Contextualizando, y siendo coherentes con una contextualización, el arte es arte y deja de serlo. Quizás estoy diciendo algo casi hitleriano, no me extrañaría, pero la cuestión es, y ojalá un teórico o alguien más leído en estos términos me debatiera, es que un óleo de proporciones perfectas o mármoles entorchados, contextualizado en nuestros días de jinetes sin cabeza y antorchas y azadas levantadas, no es arte, perdón, nos empeñamos en decir que no lo es, que lo fue. Es algo así como que el arte de hoy en día está más cercana al ordenador que al caballete. Para mí, la pintura rupestre, el sfumato, la ópera y el teléfono son simplemente vestigios. Y no estoy hablando por mí honestamente, estoy hablando por lo que me enseñan los que dan asignaturas del tipo historia y teoría. Es que contextualizado, una palabra que entendemos por “en unas circunstancias determinadas” todo lo que se sale de esas circunstancias deja de ser igual… ¡Buah, que aburrimiento!
Existe el arte contextualizada, que es lo que todo el mundo entiende por arte, algunos también la llaman técnica y a otros, a los que más hay que tener en cuenta ( pues “Dichosos los pobres de espíritu porque de ellos es el reino de Dios”), que piensan que las señoritas de Aviñón las puede dibujar su sobrino, dicen que no lo es. Para mí, honestamente, el arte es algo así como la poesía, de manera que aún desconozco, sin ser lo mismo, a veces estos términos se enlazan, no puedo decir que se casan pues el matrimonio es sólo entre hombre y mujer, obviamente, que sus significados se diluyen, y para mí es una característica espontánea, un guiño en una circunstancia, que sodomiza a la técnica y que hace andar de coronilla a las artes y que aparece en cualquier lugar, en una sombra nocturna, en una perspectiva caprichosa y aleatoria de una bolsa de basura, en una palabra mal entendida, en un anuncio publicitario o en una empresa -en un contexto- y entonces demuestra que el mundo gira y que los antiguos artistas, son artistas, eso, en su contexto.

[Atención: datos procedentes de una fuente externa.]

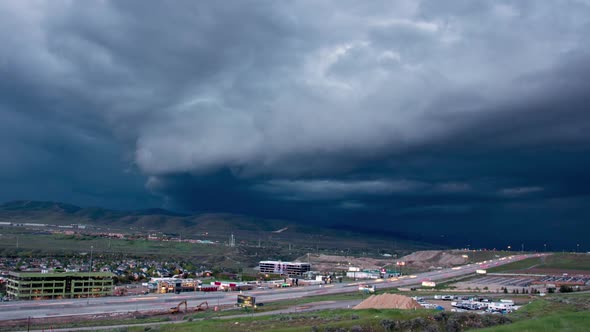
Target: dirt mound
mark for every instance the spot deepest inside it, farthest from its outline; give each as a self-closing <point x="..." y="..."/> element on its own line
<point x="388" y="301"/>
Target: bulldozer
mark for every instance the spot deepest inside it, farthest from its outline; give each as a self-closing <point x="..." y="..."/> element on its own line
<point x="176" y="309"/>
<point x="202" y="307"/>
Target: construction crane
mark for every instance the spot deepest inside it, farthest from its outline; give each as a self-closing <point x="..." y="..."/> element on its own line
<point x="176" y="309"/>
<point x="200" y="306"/>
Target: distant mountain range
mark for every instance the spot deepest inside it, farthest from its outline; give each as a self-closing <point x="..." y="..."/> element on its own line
<point x="214" y="226"/>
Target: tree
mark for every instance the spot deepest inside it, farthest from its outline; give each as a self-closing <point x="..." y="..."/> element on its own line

Y es cuando veo estas obras de arte de manos del lucrativo negocio tal o del asfixiante y obsoleto Autocad, me llevo las manos a la cabeza y el pañuelo a la nariz cuando veo gente debatiendo que si el arte y la ingeniería, que si el arte y la estética, que si el arte y la lengua, que si el arte y las matemáticas. Aburridos todos, aburrido yo. El arte como término, como coletilla o como sodomita de técnicas y sabidurías entonces deja de ser importante, y vamos a lo que vamos, a la esencia, que es como ese ideal purista del artista como prestidigitador de una artesanía y que residió, reside y residirá en las personas, un punto tan utópico que parece irrisorio, pero igual de irrisorio es la pretensión de encontrar una pureza formal o la de hallar equilibrio en los trazos o métrica en la redacción, rima en la lectura, pero es esta mucho más banal, en la que yo creo es la que de verdad, de alcanzarse, sería revolucionaria, sería lucrativa, sería religiosa. Yo creo en el arte como democracia. Como República. El arte como política sin la pretensión de gobernar, si no la de analizar y proyectar un interruptor de acción. No creo en los museos como escaparate, ni como tienda, ni en los cuadros como producto, ni en la arquitectura como arte, ni en la tecnificación del arte, es esto el primer movimiento estratégico-bélico para dejar a una herramienta antiséptica, anti-persona, un arma de cultura, fuera de juego. Y entonces me lleno de envidia y me veo simple al darme cuenta de que soy un cómico, que cuenta chistes, que como los buenos chistes dicen la verdad y que mi objetivo no es ser un demócrata sino un hedonista. Y al escribirlo no puedo evitar decirme a mí, para mí, eres un usuario, un borracho y no un predicador. Y toda esta procesión de improperios a las soberbias de esos talentos resacosos se justifica, pues yo también soy un corto de espíritu, y mío es también el reino.